Grande entrave: profissionalização
Com números invejáveis para o setor, os mercados ainda enfrentam o
desafio de se estabilizarem e crescerem com profissionalização adequada.
A pesquisa da GfK mostra que 80% dos varejistas não cursaram ou
concluíram uma universidade. Com experiência de 16 anos, em média,
faltam entendimento e discernimento para os lojistas se relacionarem com
consumidores e a indústria.
O reflexo da falta de adequação pode ser visto nas perguntas que não
souberam responder sobre o próprio empreendimento: 30% não definem
claramente o tamanho do estoque que possuem, 75% não sabem sobre o
ticket médio, 55% desconhecem quantos clientes vão às lojas e 45% não
quantificam o percentual de perdas ou quebras.
Em sua maioria de origem familiar, com índice de 85%, as empresas ainda
terão um longo caminho pela frente. A profissionalização é essencial,
porém não imediata. “Uma pessoa não muda de uma hora para outra e nem
consegue fazer uma faculdade em um ano. Existem associações que estão
ajudando, por exemplo, a Associação Brasileira de Supermercadistas e
suas regionais. O movimento é muito pequeno e, provavelmente, muitos
varejistas começarão a participar de cursos e crescer. Mas ainda ficará
por alguns anos como uma questão muito familiar”, explica o Diretor da
GfK.
Indústria: outro desafio
Se por um lado falta profissionalização do pequeno varejista, por
outro, a indústria ainda não descobriu a melhor forma de se relacionar
com esses empresários. Ainda que a comparação com o grande varejo seja
inevitável, ela deve ser evitada pela própria forma familiar com que os
mercados de vizinhança trabalham.
Uma das maiores queixas do varejista, de acordo com o estudo feito pela
GfK, é a forma do contato da indústria. “O que percebo é que as marcas
chegam de uma forma muito arrogante, se impondo, ‘Olha, eu sou a Ambev,
sou a Pepsico, então você tem que comprar meus produtos’. Hoje, se
olharmos o mercado, poucas empresas são realmente parceiras do pequeno
varejo.
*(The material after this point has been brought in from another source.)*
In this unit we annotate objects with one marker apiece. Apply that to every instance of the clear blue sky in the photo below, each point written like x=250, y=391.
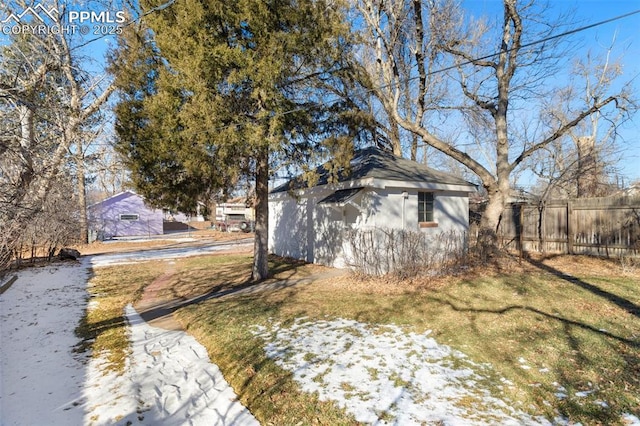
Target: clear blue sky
x=581, y=13
x=627, y=47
Destacaria a Coca-Cola e a Unilever”, diz Lima.
A falta de tato da indústria reflete nos pequenos lojistas: entre 40% e
50% não conseguem ver parceria com ela, o que mostra um grande gap
entre ambas. Segundo a pesquisa, pequenos atos como ensinar a colocar
produtos nas gôndolas, organizar o estoque ou manusear alimentos que
exijam mais cuidados são exemplos simples e claros da forma como os
varejistas gostariam de ser tratados.
Outro recurso, ainda pouco usado pelas marcas, é o investimento nos
pequenos lojistas. “O grande x da questão é que a indústria terá que
desembolsar um pouco mais em processos internos para entender e chegar
no pequeno varejo. A grande incógnita é até onde vale a pena gastar para
ter um retorno. As marcas que investiram já perceberam que dá certo. Às
vezes a indústria gasta dinheiro com campanhas em mídias tradicionais,
sendo que uma campanha no pequeno varejo teria um grande retorno. Falta
pouco para a indústria chegar lá e, claro, algumas investirão e outras
não”, avalia Marco Aurélio.
Dois Brasis
Ainda que a comodidade e estabilidade financeira sejam essenciais para o
desenvolvimento dos pequenos mercados, o cenário não é homogêneo no
país. Compartilhando de características similares quando o assunto é
preço, os grandes centros ainda se distinguem dos pequenos em relação ao
motivo da escolha de se tornar consumidor dos mercadinhos.
Com pouca expectativa de ampliação do pequeno varejo, os consumidores
de cidades mais populosas são dominados pela praticidade e economia
de tempo. Eles preferem pagar um pouco mais caro nos produtos a pegar o
carro, enfrentar engarrafamentos e demorar horas na fila de um
hipermercado.
Por outro lado, nos pequenos centros, os mercadinhos tendem a crescer
devido à evolução de renda da população, com ênfase maior nas classes C e
D. Com a estabilidade financeira, em parte alcançada por meio de
programas governamentais como Bolsa Família ou Bolsa Escola, os
consumidores compram mais e buscam produtos que antes não tinham
condições de comprar.
Entre pequenos e grandes centros, é como se os mercados de vizinhança
dividissem o Brasil. “São dois Brasis que estão crescendo, mas são duas
formas de olhar totalmente diferentes. Nas grandes capitais há
conveniência e praticidade, porém a economia já está mais estabilizada.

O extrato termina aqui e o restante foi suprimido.